厚生労働省の「コラボヘルスガイドライン」では、健康関連コストのうち、
・プレゼンティーイズム:約78%
・医療費:約16%
・アプセンティーイズム:約5%
という試算が紹介されています。
※厚生労働省「データヘルス・健康経営を推進するためのコラボヘルスガイドライン」
https://www.mhlw.go.jp/contenthttps://www.mhlw.go.jp/content/12400000/001467408.pdf
さらに、健康リスクが低い従業員でも、年間平均約59万円の生産性損失があるという試算もあります。
100人規模の会社なら、年間5,000万円以上の“見えない損失"になる計算。
こうして数字で見ると、なかなかインパクトありますよね。
もちろん、これは「サボっている」という話ではありません。
むしろ真面目で責任感の強い人ほど、
「迷惑をかけたくない」
「自分がやらなきゃ」
と、無理をしがちです。
だからこそ、本人も周囲も気づきにくいんですよね。
■ 健康は“個人の問題"ではなく、組織の土台
そして、その状態が続くと、
・生産性低下
・ミスや事故
・コミュニケーション悪化
・休職や離職
につながる可能性が増えてきます。
つまり、従業員の健康は、組織を支える“土台"ということ。
そしてそれは、管理職自身にも言えますよね。
■ まずは、自分を整えることから
でも、支える立場の人ほど、自分のことは後回しにしがち。
あなたの頑張りも健康あってこそです。
忙しい時ほど、
ちゃんと寝る。
ちゃんと食べる。
体をほぐす。
そんな“小さなメンテナンス"が、結果的に職場全体の安心感やパフォーマンスにもつながっていくのかもしれません。

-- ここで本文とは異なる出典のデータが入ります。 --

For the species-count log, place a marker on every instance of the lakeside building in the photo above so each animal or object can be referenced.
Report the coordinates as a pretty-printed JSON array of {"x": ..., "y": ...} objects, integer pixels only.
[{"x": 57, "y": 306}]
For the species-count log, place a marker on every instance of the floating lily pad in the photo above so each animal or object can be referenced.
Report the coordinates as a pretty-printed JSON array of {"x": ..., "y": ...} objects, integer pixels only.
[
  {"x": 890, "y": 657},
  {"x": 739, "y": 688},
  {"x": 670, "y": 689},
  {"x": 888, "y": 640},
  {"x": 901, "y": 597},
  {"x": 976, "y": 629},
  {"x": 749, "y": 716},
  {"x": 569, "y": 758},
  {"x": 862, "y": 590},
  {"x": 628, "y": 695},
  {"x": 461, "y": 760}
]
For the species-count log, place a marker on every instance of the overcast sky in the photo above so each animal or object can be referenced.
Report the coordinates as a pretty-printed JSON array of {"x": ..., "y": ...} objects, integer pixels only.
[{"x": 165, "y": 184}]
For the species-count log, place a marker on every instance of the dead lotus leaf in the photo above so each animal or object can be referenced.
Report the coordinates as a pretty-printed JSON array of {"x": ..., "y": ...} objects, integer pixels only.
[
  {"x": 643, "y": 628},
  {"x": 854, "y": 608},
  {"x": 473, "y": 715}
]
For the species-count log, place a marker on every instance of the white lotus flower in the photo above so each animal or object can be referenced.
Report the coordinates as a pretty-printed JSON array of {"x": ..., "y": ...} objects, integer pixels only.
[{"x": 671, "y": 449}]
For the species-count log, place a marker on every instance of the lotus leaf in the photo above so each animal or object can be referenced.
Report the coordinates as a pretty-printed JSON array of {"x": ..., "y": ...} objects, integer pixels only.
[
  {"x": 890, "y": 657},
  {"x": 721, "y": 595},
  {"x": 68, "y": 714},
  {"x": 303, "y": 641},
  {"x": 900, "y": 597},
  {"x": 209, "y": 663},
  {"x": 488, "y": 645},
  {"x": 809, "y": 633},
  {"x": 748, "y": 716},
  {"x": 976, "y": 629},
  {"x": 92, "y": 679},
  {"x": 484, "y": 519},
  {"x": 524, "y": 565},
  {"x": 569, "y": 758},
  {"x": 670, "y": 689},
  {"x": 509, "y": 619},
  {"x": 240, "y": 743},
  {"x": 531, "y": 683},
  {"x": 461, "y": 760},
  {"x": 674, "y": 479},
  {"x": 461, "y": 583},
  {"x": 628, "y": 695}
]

「でも無理するしかないんだよ」という声が聞こえてきそうですが、旗振りは、まず自分から。
ノー残業デーや有休取得、ちょっとしたストレッチなど、それもまた、組織を支える大切な仕事なのかもしれませんね。
今日はまず、ご自分のために
「何をするか」あるいは「何をしないか」
を決めてみませんか?
ここまで読んでいただき、ありがとうございました。
次回もどうぞよろしくお願いいたします。